The analysis consolidated millions of meteorological and marine observations from five international datasets: NASA, the NOAA, the Met Office, the Copernicus Climate Change Service, and the Japan Meteorological Agency.

Data from these sources confirmed that the last three years — 2015, 2016 and 2017 — were the warmest ever recorded.

"Despite colder than average temperatures in any one part of the world, temperatures over the planet as a whole continue the rapid warming trend we've seen over the last 40 years," said Gavin Schmidt, director of NASA's Goddard Institute for Space Studies in New York, in a statement.

The NOAA analysis also pointed out record-low sea ice in the Arctic and Antarctica in 2017.

While NASA ranked 2017 as the second-warmest on record, the NOAA and the Japan Meteorological Agency put it as third; this divergence is due to differing methodologies. Analyses from both United States agencies show the five hottest years on record have all taken place since 2010.

Global land and ocean temperature anomalies, 1880 to 2016

Had the El Niño and La Niña patterns from 2015 to 2017 been statistically removed from the analyses, this would have made 2017 the warmest year on record, concluded the NASA and Met Office findings.

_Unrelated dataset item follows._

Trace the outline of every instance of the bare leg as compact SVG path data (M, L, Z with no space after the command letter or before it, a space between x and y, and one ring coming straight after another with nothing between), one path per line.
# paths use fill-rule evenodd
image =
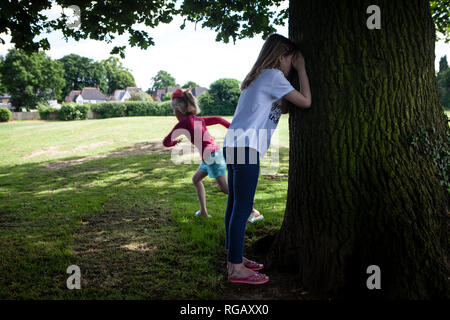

Data from all meteorological agencies indicate a long-term global warming trend. The majority of scientists agree such climate change is due to increased carbon dioxide in the atmosphere since combustion of fossil fuels began in earnest after the 1890s.

Climate change has been tied to extreme weather being experienced around the world.

Earlier this week, a leaked draft of a UN paper indicated that the lower limit for warming set by the Paris Agreement on climate change, of 1.5 degrees Celsius, is likely to be overshot by 2040.

The World Meteorological Organization is the weather and climate-related branch of the United Nations.